The village of Pari has perfectly preserved its original medieval structure.
Set on top of one of the seven hills of the area, several of which are higher-including Poggio dei Lecconi at 600 metres - Pari, as with the other villages of Civitella Paganico, has been a nucleus for settlements as far back as the Palaeolithic age.
Evidence of settlement by the Etruscans, then by the Romans, can also be found in the museums of Grosseto, Siena and Florence.
As with Civitella, the Counts of Ardengheschi chose Pari as their residence. It then came within the orbit of Siena between 1179 and 1254.
At the end of the thirteenth century the territory passed into the hands of other noble Sienese families such as the Rinuccini, the Squarcialupi, the Forteguerri, the Buonsignori and finally to the Malavolti. This last family gave up their property and the jurisdiction of Pari because of the imposition of tolls.
The various incursions into the Ombrone valley, combined with outbreaks of malaria, resulted in a slow decline of the area, including that of the walled village of Pari, although not to the same extent as the other fortified villages. Within the Leopoldine reform of 1766, Pari returned to the "Provincia Inferiore" of Grosseto, and from that time on its destiny became linked to that Province.
Pari was also the spiritual home of the well-known writer Federigo Tozzi (1883-1920). His novels contain descriptions of Pari and the nearby hamlet of Ferraiola.

Casal di PariCasal di Pari
Casale, also known as Casal di Pari because of its proximity to the older village of Pari, is located on a hill at 470 metres. It was another of the small centres of the Ardengheschi family that later came under the control of Siena.
Very little remains of the twelfth-century construction but there is a small square overlooked by terraces and arches.

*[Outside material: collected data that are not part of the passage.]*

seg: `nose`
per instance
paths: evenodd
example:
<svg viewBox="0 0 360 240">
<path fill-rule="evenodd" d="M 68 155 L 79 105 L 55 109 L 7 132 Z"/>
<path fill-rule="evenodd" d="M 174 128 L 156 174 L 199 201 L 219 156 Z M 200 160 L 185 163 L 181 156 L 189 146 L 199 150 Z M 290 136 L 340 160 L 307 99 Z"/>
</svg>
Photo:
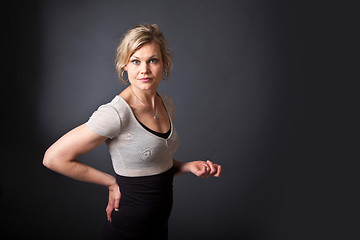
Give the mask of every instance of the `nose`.
<svg viewBox="0 0 360 240">
<path fill-rule="evenodd" d="M 143 63 L 141 65 L 140 73 L 142 73 L 142 74 L 149 73 L 149 64 L 148 63 Z"/>
</svg>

The original Casale consisted of only a few houses for those who worked in the fields, as well as the building which is still today called La Residenza del Vescovo (the Bishop's residence). This residence was built by Fabio De Vais, a Sienese nobleman in 1573. His coat of arms can be seen on the entranceway off Via Costeggio. However, little remains today of a once noble edifice with distinct and clean architectural lines.
The fifteenth-century church of San Donato was completely restructured in 1700. It is characterized by great simplicity both within and without. Of particular interest is the stone inserted sideways above the jams that support the side door, the Porta degli Uomini. The remains of an inscription can be seen on the stone which appears to read "S. Monachi De Ecclesis Vaecto" ("This was taken from the Church of Santo Monaco"). This stone may therefore have come from the ancient convent in Val d'Aspra that was dedicated to Saint Antony, little of which remains today except part of the ruins of an outer wall.
Today Casale, that ancient village hidden within the woods, is a place where one can breath the clean and healthy fresh air of its antique past. The hill of Monteacuto can be seen from the village. At one time its peak was the seat of a small garrison and a defensive tower but today its ancient ruins are hidden by dense vegetation.